Of the many ideas floating around the cyber security industry lately, there is one often overlooked but very effective approach: spying. Too often security personnel will look at developers as improperly educated code jocks, akin to Hollywood’s portrayal of “hackers” in the 1990s. Similarly, developers see the security analyst as an idealistic zealot with no concept of how things are in the “real world.” So the goal is to bridge the gap between the security and development groups. That bridge is a trusted developer that has a technical understanding of application security issues.
Who should be the bridge? There is no perfect answer to this question, so I’ll give some analysis of your options.
- Current Developer – By promoting–or at least elevating–a trusted senior developer to the position of “Security-Development Bridge”, an organization can expect near seamless transition from vulnerability detection to resolution (assuming the recommendations below are implemented properly). As a developer, the individual will understand the unique demands and expectations that the business pushes on its developers. With the appropriate training, the individual can also help to translate vulnerability findings into development remediation plans. With insider information, this double agent could also help the Security group better understand how the development group implements their recommendations. The related personal growth and resume enhancement is similarly a great opportunity for the developer in question. This should be considered your best option.
- Current Security Analyst – This would not be considered a bad option if an organization is building a new application security program or just getting their feet wet. The window of opportunity for the Security group to successfully plant someone inside Development group is small, but possible. Any pre-existing resentment or prior disagreements may end the initiative before it starts, regardless of whether the individual analyst was directly involved. Of course prior development experience is highly recommended, as is detailed training on the organization’s SDLC and related policies and procedures. Being a current employee of the organization will allow the individual to immediately focus on learning how to best fulfill the role rather than laboring through the on-boarding process.
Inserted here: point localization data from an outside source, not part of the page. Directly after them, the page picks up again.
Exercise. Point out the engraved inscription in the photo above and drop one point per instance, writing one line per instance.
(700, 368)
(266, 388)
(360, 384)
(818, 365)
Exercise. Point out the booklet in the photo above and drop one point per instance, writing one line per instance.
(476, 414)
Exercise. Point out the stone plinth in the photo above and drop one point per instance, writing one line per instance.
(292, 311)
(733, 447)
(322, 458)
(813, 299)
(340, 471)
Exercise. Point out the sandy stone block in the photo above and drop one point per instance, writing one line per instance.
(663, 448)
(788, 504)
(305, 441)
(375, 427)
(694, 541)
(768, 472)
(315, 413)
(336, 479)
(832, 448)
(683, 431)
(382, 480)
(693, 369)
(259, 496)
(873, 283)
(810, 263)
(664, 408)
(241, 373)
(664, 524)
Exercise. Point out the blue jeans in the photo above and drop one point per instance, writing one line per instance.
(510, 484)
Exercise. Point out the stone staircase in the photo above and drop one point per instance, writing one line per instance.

- Experienced Outsider – If option 1 and 2 are not possible or preferred, an organization may have to look outside its doors to fill the role. All of the recommendations and rules of experience and group interaction described above apply here as well. Depending on the amount of ongoing development, the role is likely to be a full-time position, although providing hands-on assistance to developers may be possible and help to build trust.
- Outsourcing – Despite being in a position to benefit from a long-term staffing opportunity, I generally do not recommend outsourcing the double agent position. It may be more difficult to build trust amongst the developer ranks for a true outsider. Alternatively, a consultant could be in a particularly effective position to build a tunnel if a wall separates the Security and Development groups. Organizations and individuals alike are often more willing to trust an experienced and knowledgeable third party than their enemies across the cube wall.
How should we build this bridge? Similar to nearly all other security initiatives, there should be support from management. I doubt the upper echelon of most organizations will want or need to involve themselves in such minor details, but at least the heads of the Security and Development groups need to fully support the plan and its details. Some other suggestions:
- The Security and Development groups must very clearly define the role and responsibilities of their new agent.
- As indicated by the title of this article, the double agent should be organizationally placed in the Development group. This can help to build trust amongst the developers and improve the application security program where it typically struggles most: remediation.
- Encourage or initiate teamwork. A friendly group lunch, happy hour, or other event could very easily improve the ROI of the double agent initiative. Yes–when in doubt, add food!